In a profane, spittle-flecked tantrum, he resigns, devoting his days to dictating a dreary account of his spy career and drinking in his bathrobe.

It's the last straw for his icy wife (Swinton), who is about to divorce him for her feckless lover. That would be Harry Pfarrer (Clooney), a hot-dog Treasury agent who still carries a gun from his old days in "P.P." -- personal protection.

Nearby, Linda Lipsky (McDormand), a fading staffer at the Hardbodies workout studio, fixates on the plastic surgeries that she believes will make her a hot commodity on the Internet dating circuit. Her buddy Chad Feldheimer (Pitt), a trainer at the gym, urges her to go for it. He's the type who would say "Go for it" if you reached for the salt.

When a computer disk with Cox's musings turns up at the gym, Chad figures it's worth a reward that could give Linda a down payment on her augmentations. Cox, irate, refuses to play along, setting off a string of consequences that begin with a bloody nose for Chad and end with more comic bloodshed than you would imagine.

The film revolves around a few basic emotions -- greed, anger, lust, pride -- and a cast of characters who consistently misinterpret each other's motives. Linda is obsessed with "reinventing" herself superficially, blind to the fact that the Hardbodies manager (Richard Jenkins) pines for her like a lovelorn basset hound. Harry believes he's being tailed everywhere he goes, but never considers the simplest explanation.
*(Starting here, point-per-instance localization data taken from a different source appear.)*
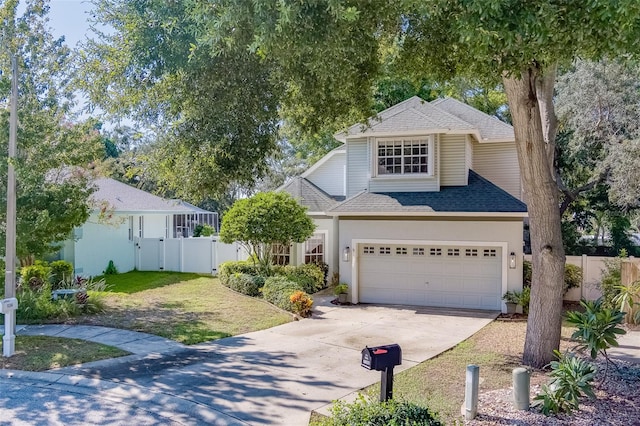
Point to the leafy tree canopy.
(52, 194)
(262, 220)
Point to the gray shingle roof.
(443, 115)
(490, 127)
(123, 197)
(412, 114)
(309, 195)
(479, 195)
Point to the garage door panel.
(447, 276)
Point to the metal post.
(386, 384)
(471, 392)
(8, 340)
(521, 388)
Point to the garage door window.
(489, 253)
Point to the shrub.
(245, 283)
(571, 378)
(597, 327)
(111, 269)
(572, 275)
(61, 273)
(35, 276)
(369, 412)
(301, 303)
(278, 291)
(310, 276)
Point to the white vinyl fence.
(201, 255)
(592, 267)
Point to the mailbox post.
(383, 359)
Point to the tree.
(327, 53)
(215, 116)
(265, 219)
(53, 194)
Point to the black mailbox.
(380, 358)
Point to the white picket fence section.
(200, 255)
(592, 267)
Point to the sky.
(68, 18)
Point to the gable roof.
(415, 115)
(309, 195)
(125, 198)
(479, 196)
(489, 127)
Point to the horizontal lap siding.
(453, 160)
(498, 163)
(329, 176)
(358, 166)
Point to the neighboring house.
(123, 219)
(421, 206)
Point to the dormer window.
(404, 156)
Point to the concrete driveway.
(275, 376)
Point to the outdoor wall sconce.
(346, 254)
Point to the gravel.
(617, 403)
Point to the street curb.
(171, 407)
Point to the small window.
(471, 252)
(489, 253)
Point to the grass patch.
(439, 383)
(41, 353)
(188, 308)
(136, 281)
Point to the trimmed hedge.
(278, 291)
(310, 276)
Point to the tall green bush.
(310, 276)
(61, 273)
(278, 291)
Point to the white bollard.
(471, 392)
(521, 388)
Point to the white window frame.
(322, 257)
(429, 139)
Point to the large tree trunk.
(528, 95)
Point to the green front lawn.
(188, 308)
(40, 353)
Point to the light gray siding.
(453, 160)
(498, 163)
(358, 166)
(469, 156)
(329, 176)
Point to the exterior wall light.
(346, 254)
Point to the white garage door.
(430, 275)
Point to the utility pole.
(10, 303)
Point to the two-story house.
(419, 206)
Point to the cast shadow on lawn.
(246, 384)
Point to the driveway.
(279, 375)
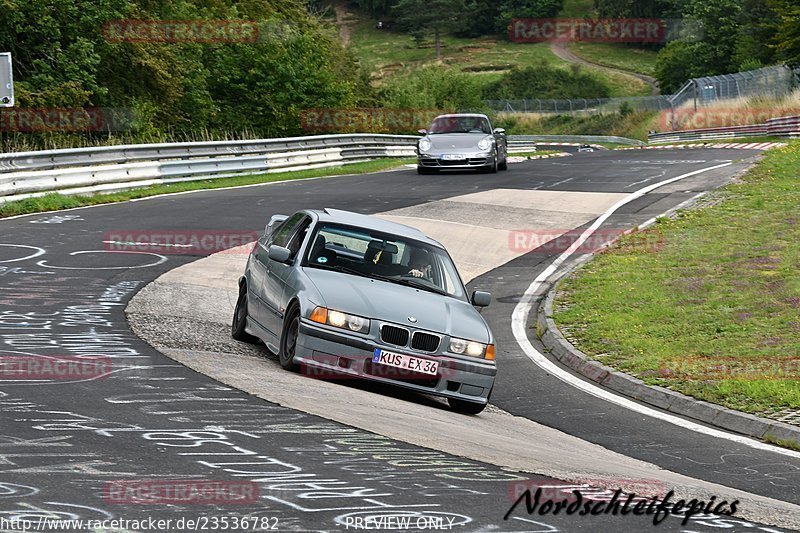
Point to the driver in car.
(420, 264)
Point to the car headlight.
(338, 319)
(485, 144)
(471, 348)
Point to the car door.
(260, 270)
(275, 286)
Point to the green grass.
(714, 313)
(617, 55)
(388, 53)
(56, 201)
(734, 140)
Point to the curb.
(662, 398)
(736, 146)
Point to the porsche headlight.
(471, 348)
(338, 319)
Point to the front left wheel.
(504, 164)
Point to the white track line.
(519, 321)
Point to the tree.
(676, 63)
(419, 16)
(787, 35)
(521, 9)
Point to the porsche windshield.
(468, 124)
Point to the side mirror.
(275, 221)
(279, 253)
(481, 298)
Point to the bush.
(434, 87)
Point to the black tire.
(493, 168)
(291, 330)
(465, 407)
(504, 164)
(240, 318)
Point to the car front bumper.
(471, 160)
(330, 354)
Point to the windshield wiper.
(413, 282)
(340, 268)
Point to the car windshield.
(391, 258)
(460, 125)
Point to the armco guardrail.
(776, 127)
(108, 168)
(583, 139)
(26, 174)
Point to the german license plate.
(406, 362)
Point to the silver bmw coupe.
(336, 293)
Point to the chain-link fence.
(768, 81)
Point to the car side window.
(298, 237)
(284, 232)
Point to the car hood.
(390, 302)
(455, 141)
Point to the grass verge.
(56, 201)
(713, 312)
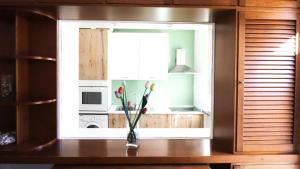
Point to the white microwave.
(93, 98)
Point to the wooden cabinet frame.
(270, 3)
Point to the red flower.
(145, 110)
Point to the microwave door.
(93, 99)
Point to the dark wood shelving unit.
(37, 102)
(28, 54)
(38, 58)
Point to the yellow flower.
(152, 87)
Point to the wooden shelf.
(33, 145)
(36, 58)
(37, 102)
(7, 103)
(27, 103)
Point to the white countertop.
(114, 110)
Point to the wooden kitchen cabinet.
(30, 60)
(156, 121)
(135, 166)
(206, 2)
(277, 166)
(267, 82)
(93, 54)
(270, 3)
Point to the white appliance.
(87, 120)
(93, 96)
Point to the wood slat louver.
(268, 80)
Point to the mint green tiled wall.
(179, 88)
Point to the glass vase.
(132, 139)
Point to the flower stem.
(138, 109)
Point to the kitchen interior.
(100, 56)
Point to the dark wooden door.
(280, 166)
(267, 75)
(138, 2)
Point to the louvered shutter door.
(267, 85)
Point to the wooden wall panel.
(278, 166)
(266, 88)
(224, 81)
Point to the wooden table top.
(191, 151)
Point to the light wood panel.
(266, 87)
(93, 54)
(156, 121)
(278, 166)
(137, 167)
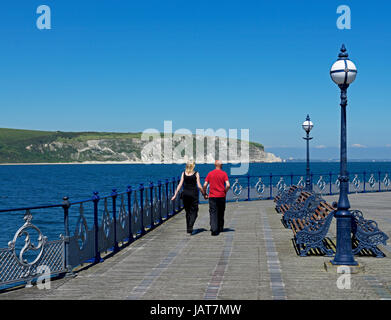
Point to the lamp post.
(343, 73)
(307, 126)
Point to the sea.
(35, 185)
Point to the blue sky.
(263, 65)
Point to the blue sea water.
(33, 185)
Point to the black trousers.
(216, 212)
(191, 208)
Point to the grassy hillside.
(31, 146)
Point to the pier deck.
(253, 259)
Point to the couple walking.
(218, 183)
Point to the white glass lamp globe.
(343, 71)
(307, 125)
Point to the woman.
(191, 184)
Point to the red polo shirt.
(216, 179)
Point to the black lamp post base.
(335, 268)
(344, 254)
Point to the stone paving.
(254, 259)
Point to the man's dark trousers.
(216, 211)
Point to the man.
(218, 187)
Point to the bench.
(301, 210)
(367, 234)
(310, 232)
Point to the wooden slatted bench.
(302, 209)
(310, 232)
(367, 234)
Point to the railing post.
(364, 174)
(311, 181)
(141, 188)
(152, 206)
(129, 193)
(167, 199)
(178, 179)
(66, 205)
(114, 195)
(248, 187)
(173, 190)
(96, 199)
(159, 184)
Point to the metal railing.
(105, 223)
(119, 218)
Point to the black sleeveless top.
(190, 185)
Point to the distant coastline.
(114, 162)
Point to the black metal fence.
(106, 223)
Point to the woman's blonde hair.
(190, 165)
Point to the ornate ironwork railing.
(262, 187)
(101, 224)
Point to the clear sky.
(263, 65)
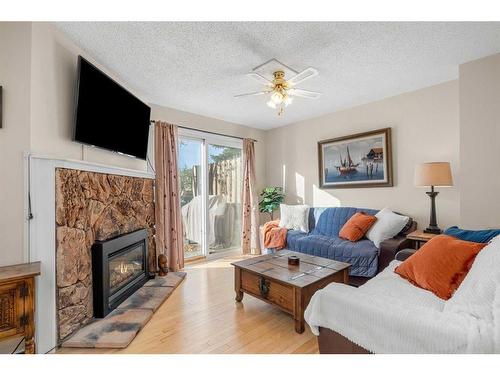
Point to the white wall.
(480, 142)
(425, 127)
(15, 43)
(38, 68)
(53, 86)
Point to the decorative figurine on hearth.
(162, 265)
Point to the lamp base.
(433, 230)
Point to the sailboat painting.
(359, 160)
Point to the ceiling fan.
(283, 90)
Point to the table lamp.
(433, 174)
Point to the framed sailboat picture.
(358, 160)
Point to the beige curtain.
(167, 207)
(250, 243)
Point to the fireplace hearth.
(119, 268)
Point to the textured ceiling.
(198, 66)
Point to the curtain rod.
(206, 131)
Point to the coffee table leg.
(237, 284)
(299, 325)
(299, 312)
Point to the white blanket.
(390, 315)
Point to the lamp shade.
(433, 174)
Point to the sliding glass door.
(191, 173)
(210, 169)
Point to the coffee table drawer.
(272, 291)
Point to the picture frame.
(359, 160)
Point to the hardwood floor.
(201, 316)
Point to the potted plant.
(271, 197)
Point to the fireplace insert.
(119, 268)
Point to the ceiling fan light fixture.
(277, 97)
(282, 90)
(271, 104)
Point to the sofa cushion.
(295, 217)
(362, 255)
(440, 265)
(481, 236)
(388, 225)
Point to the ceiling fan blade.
(259, 78)
(252, 94)
(304, 93)
(302, 76)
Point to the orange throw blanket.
(274, 236)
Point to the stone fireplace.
(91, 207)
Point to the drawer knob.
(263, 287)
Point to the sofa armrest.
(404, 254)
(389, 248)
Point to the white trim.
(42, 235)
(211, 138)
(94, 167)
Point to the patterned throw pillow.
(440, 265)
(294, 217)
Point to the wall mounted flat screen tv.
(107, 115)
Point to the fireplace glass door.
(125, 266)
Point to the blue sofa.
(323, 240)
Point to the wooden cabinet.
(17, 306)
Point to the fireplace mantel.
(41, 232)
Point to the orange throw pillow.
(440, 265)
(357, 226)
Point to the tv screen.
(108, 116)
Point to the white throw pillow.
(476, 294)
(294, 217)
(388, 224)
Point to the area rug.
(118, 329)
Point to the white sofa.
(390, 315)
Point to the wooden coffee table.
(271, 279)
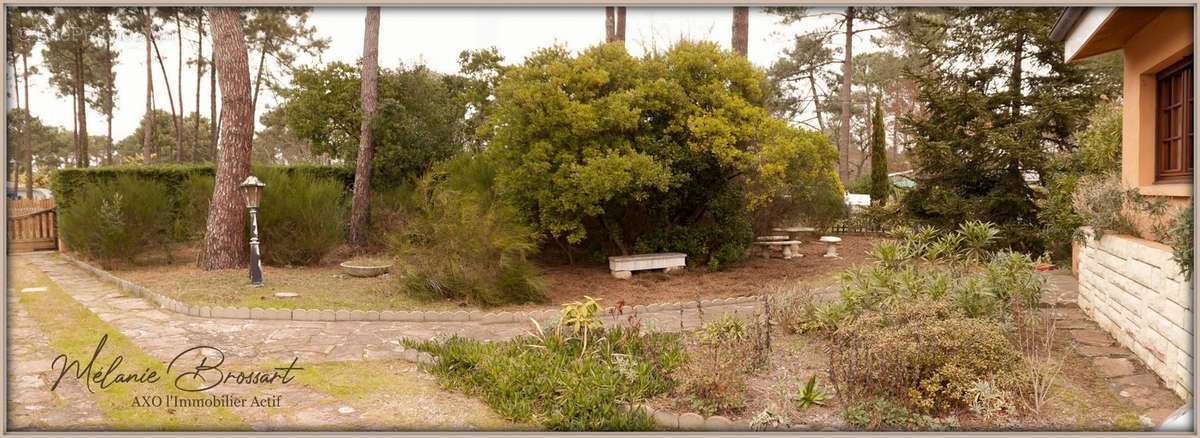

Cox seethes with fury at the "league of morons" running the world while acting with less impulse control than your average 4-year-old. And Cox's wife thinks horndog Harry is promising relationship material (a sly parody of Clooney's offscreen image).

Then there's Chad, a sweet-spirited dimwit so far out of his depth you'd need sonar to find him. Chad is a fist-pumping, jive-dancing iPod accessory, a perpetual motion machine in spandex bike shorts. He is a creature of simple, childlike enthusiasms. He helps Linda shake down Cox because she's his friend and it's fun at first. When he gets Cox on the phone, he bursts into the gaping grin of a grade-schooler pulling his first prank call. And when Linda insists he wear a suit to their ransom meeting, he groans like a kid being forced into scratchy woolen church pants.

Pitt makes Chad a dunce among dolts. There's a lunkheaded music to the dialogue the Coens gave him, of course. "I am a mere Good Samaritan," he insists as he extorts the fuming Malkovich. It's the physical business of his performance, though, that makes it an utter delight. Look at the way he twists his mouth to suckle at his ever-present water bottle, like an overgrown baby. Observe his eyes, one moment cartoon slits of sneaky calculation and the next popped wide in surprise. It's a feast of a performance, perfectly calculated to put us on his side before the Coens, those clever sadists, whip the rug out from under us.

So what does it all mean? Not much. Harry spends much of the movie working on a mysterious invention in his basement, and when its function is revealed, it could stand as a symbol for the elaborate Rube Goldberg contraption that is the film itself. Like its close cousin "The Big Lebowski," "Burn" is a ramble, not a linear narrative. David Rasche and J.K. Simmons are priceless as two executive spies who serve as the tale's befuddled Greek chorus, summarizing the absurd plot twists and wishing the whole mess would just blow away. Me, I can already hear it calling me back for a second viewing.